A realistic view of AI, from someone who deploys it

I keep getting pulled into rooms where the conversation about AI is already broken. Half the room thinks we’re a quarter away from autonomous engineers; the other half thinks the whole thing is autocomplete with a marketing budget. Both of them are wrong in ways that make decisions worse, and it’s exhausting.

I run inference workloads on metal. I’ve watched LLMs ship features I didn’t think they could. I’ve also watched them confidently fabricate the names of CLI flags that don’t exist. Here’s the view from where I sit.

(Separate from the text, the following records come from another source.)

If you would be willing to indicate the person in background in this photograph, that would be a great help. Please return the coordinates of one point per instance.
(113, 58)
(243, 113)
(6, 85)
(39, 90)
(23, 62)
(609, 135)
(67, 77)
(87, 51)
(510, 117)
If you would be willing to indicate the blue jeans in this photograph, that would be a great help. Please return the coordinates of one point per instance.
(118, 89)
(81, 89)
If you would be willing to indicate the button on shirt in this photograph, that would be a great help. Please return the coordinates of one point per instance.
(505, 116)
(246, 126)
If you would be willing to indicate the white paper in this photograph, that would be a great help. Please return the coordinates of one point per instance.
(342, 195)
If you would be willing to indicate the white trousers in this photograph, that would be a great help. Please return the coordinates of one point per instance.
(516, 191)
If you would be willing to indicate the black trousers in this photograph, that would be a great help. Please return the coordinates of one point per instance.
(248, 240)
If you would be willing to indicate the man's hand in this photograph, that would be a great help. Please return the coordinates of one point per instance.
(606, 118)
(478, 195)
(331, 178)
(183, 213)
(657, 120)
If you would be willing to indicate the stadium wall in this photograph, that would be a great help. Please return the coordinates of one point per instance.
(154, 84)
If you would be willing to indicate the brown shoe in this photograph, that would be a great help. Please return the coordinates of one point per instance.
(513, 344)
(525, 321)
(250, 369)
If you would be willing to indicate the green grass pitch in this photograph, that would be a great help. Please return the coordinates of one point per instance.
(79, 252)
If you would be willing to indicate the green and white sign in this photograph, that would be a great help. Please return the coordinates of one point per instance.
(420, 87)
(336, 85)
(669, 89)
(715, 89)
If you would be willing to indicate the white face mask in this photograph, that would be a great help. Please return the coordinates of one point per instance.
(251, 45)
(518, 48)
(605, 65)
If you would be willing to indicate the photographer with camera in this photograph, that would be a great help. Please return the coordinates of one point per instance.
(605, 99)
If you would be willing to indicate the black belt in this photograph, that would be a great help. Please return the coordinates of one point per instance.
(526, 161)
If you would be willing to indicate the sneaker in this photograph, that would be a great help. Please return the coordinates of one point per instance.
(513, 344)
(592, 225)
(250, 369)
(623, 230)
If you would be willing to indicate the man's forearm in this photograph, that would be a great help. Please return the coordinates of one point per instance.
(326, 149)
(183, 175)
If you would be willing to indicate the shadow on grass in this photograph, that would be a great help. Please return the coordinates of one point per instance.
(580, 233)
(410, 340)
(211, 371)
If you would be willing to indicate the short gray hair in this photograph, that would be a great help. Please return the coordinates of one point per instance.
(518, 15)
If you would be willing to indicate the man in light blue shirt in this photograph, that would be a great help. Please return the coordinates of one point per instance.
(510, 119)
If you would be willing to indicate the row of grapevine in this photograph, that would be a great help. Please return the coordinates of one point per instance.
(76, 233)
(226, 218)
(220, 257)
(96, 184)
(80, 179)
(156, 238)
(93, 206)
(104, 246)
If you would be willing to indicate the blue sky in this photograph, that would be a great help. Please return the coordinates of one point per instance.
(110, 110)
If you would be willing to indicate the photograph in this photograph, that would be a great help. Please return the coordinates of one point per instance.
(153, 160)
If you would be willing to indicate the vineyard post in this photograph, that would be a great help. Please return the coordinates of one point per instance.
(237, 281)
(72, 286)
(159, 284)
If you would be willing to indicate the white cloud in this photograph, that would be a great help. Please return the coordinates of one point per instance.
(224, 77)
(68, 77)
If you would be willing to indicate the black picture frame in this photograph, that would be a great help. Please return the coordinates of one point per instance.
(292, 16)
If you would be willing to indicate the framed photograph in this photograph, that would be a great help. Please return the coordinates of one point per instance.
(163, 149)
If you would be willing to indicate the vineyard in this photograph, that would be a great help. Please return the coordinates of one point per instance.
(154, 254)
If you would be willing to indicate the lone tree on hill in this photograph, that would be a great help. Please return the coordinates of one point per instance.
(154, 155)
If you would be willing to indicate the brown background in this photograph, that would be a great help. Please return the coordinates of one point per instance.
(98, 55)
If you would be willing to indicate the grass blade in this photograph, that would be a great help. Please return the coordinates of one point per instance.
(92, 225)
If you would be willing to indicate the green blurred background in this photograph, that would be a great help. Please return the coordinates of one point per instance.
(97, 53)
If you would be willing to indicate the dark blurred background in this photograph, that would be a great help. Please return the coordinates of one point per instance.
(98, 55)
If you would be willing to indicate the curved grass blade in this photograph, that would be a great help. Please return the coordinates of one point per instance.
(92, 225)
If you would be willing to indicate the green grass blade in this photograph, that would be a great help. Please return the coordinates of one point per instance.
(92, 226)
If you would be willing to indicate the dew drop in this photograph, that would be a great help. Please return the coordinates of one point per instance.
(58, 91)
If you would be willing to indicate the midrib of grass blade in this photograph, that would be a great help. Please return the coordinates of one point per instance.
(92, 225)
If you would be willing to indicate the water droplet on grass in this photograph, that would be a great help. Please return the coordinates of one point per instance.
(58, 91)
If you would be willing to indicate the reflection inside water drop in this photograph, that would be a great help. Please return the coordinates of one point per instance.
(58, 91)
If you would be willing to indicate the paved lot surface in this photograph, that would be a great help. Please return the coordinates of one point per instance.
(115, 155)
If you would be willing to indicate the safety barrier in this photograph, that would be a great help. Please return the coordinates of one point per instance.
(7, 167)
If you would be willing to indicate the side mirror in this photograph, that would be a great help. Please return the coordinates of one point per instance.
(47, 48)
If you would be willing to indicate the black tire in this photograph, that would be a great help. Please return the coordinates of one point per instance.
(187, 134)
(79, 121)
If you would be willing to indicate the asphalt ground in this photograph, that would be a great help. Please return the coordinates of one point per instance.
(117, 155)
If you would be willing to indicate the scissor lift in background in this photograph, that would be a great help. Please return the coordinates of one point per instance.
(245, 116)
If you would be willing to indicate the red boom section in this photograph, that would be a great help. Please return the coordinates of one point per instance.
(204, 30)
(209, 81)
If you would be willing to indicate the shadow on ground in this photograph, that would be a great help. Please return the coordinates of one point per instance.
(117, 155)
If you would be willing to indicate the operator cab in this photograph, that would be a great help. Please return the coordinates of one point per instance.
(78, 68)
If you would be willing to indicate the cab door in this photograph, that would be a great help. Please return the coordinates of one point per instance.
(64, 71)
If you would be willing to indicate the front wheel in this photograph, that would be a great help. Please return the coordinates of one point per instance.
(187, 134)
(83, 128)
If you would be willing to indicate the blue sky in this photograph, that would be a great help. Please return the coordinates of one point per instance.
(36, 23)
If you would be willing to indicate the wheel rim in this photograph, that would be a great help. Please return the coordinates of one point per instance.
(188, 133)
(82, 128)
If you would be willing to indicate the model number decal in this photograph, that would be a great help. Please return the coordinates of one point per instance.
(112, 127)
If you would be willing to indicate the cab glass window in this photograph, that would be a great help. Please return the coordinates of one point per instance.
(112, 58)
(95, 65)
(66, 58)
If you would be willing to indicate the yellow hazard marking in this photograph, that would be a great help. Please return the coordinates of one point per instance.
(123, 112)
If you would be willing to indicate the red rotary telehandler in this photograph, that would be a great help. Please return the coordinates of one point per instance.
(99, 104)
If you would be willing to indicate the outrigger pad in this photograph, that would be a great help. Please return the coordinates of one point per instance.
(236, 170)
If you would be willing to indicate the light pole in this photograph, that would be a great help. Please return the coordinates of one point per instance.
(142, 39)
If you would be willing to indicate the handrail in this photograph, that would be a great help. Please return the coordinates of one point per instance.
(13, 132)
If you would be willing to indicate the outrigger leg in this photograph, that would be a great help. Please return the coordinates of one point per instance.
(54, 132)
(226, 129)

What models are good at, today

  • Compression. Summarizing a long ticket, condensing a meeting transcript, turning a wall of logs into the three lines that matter. This is where the productivity story is real and not exaggerated.
  • Translation across formats. Markdown to JSON. SQL to a sentence. Stack trace to a hypothesis. The kind of work that’s mechanical for a senior engineer and tedious for everyone.
  • Local-context code. Renaming things, generating boilerplate, writing the third similar function in a file, adding tests for code you already wrote. The model doesn’t have to understand the system to do this well — it just has to pattern-match locally.
  • Search that respects intent. “Where in this codebase do we set the cookie SameSite policy” beats grep when the answer doesn’t sit on a single line.

What they’re not good at

  • Multi-step planning under uncertainty. Anything that requires holding a mental model of a system, deciding what to try, observing the outcome, and adjusting — current models are mediocre at this. They tend to commit early, then double down.
  • Knowing when they don’t know. This is the one that bites in production. The failure mode isn’t a wrong answer; it’s a fluent, structured, internally consistent wrong answer that costs you thirty minutes and 30k tokens to disprove.
  • Novel reasoning. If the answer is in their training distribution, they nail it. If it’s an unusual interaction between two systems they’ve each seen separately, expect plausible nonsense.
  • Anything where the cost of being wrong is asymmetric. Migrations. Auth changes. Anything that touches money. The model doesn’t know the blast radius and won’t ask.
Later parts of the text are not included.